Corriere del Mezzogiorno (Campania)
«Chiese a Red Canzian una sessione di rutti»
«Noi del Giardino dei Semplici, abbiamo avuto il privilegio di assistere alle registrazioni degli Squallor nei loro studi di Milano, dove esplodevamo in enormi risate». Così lo storico gruppo napoletano, con alle spalle milioni di copie vendute, ricorda questa band di quattro amici (di cui due, Bigazzi e Savio erano i loro produttori) con l’aggiunta di Gigi Sabani che a cavallo tra gli anni ‘70 e ‘80 diedero uno scossone al mercato discografico nazionale con la loro genialità e la loro irriverenza.
«Alfredo Cerruti – continuano - è stato un personaggio incredibile, fuori dagli schemi. Un giorno chiamò Red Canzian dei Pooh per fargli registrare una sessione di rutti. Alfredo ci invitava in studio per testare le canzoni che al momento nascevano: ‘se loro ridono – diceva – allora vuol dire che funzionano’. Totò Savio, napoletano come noi e come Cerruti, autore di brani di successo come ‘Cuore matto’, si presentava in studio con una melodia.

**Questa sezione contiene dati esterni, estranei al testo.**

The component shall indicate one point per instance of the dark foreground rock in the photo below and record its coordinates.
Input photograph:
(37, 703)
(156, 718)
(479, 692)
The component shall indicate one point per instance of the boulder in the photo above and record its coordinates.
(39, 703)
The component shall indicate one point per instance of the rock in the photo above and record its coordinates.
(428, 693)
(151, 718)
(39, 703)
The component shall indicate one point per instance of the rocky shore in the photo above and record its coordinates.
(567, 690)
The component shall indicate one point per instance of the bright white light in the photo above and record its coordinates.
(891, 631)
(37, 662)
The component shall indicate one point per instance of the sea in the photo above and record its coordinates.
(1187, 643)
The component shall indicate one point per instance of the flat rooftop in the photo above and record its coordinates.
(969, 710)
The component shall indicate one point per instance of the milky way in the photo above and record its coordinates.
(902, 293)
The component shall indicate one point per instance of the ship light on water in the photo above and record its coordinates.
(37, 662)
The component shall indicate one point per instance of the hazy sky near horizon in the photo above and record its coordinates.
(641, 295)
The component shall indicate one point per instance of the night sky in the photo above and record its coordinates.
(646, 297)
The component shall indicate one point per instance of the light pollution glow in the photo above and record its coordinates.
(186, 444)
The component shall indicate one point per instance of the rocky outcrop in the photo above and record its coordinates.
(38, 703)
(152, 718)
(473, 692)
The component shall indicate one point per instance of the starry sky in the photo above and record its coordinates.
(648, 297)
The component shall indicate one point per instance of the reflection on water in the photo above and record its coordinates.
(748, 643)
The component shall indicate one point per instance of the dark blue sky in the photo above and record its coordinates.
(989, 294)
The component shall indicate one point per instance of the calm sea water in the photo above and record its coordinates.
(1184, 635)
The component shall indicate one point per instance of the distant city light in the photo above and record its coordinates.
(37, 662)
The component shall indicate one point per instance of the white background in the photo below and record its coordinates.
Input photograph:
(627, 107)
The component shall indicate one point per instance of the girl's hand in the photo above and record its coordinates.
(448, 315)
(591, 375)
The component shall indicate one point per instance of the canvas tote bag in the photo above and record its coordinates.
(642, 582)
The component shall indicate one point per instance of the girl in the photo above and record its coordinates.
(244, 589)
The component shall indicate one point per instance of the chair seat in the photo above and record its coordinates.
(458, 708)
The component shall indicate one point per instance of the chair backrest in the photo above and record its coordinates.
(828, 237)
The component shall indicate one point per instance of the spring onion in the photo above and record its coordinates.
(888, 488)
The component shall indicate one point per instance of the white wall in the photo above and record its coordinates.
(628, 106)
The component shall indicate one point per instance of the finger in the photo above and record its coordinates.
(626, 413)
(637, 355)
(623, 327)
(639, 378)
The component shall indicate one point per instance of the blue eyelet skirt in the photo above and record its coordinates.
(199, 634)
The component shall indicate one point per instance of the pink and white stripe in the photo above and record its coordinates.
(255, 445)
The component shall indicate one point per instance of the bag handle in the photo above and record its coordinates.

Giancarlo Bigazzi pensava a un tema, che veniva sviluppato con l’apporto di Daniele
Pace e poi si partiva in libertà, creando al momento testi surreali, affidando il tutto al caso, tra sigarette e bottiglie di Jack Daniels. La partenza era: ‘di che parliamo?’. Poi subentrava Cerruti, detto ‘il solista’ che ispirato dal canovaccio scritto da Giancarlo e Daniele, partiva per la tangente».
Il Giardino dei Semplici, all’epoca Luciano Liguori, Andrea Arcella, Gianfranco
Caliendo e prima Gianni Averardi e poi Tommy Esposito, assistettero dal 1975 a queste sedute di creazione-registrazione divenute cult: «Siamo cresciuti – continuano - ascoltando brani come ‘38 luglio’, inseguendo il mito di ‘Zia Waller’, immaginate l’emozione quando diventammo spettatori e testimoni della loro capacità di crear brani dal nulla. Abbiamo visto nascere dischi come ‘Palle’, ‘Vacca’, ‘Pompa’, ‘Cappelle’, ‘Tromba’…».
Gli Squallor sono stati una combriccola di amici, grandi professionisti che avevano creato quest’allegra brigata, per evadere dai propri ruoli di grande responsabilità all’interno dell’ingranaggio produttivo della musica italiana. «Il loro – concludono - è stato puro neorealismo: culturalmente erano avanti, antesignani di una napoletanità verace, divertente, ‘aperta’, senza preconcetti e pregiudizi. Hanno saputo attingere dalla commedia all’italiana, sia in studio che nella vita».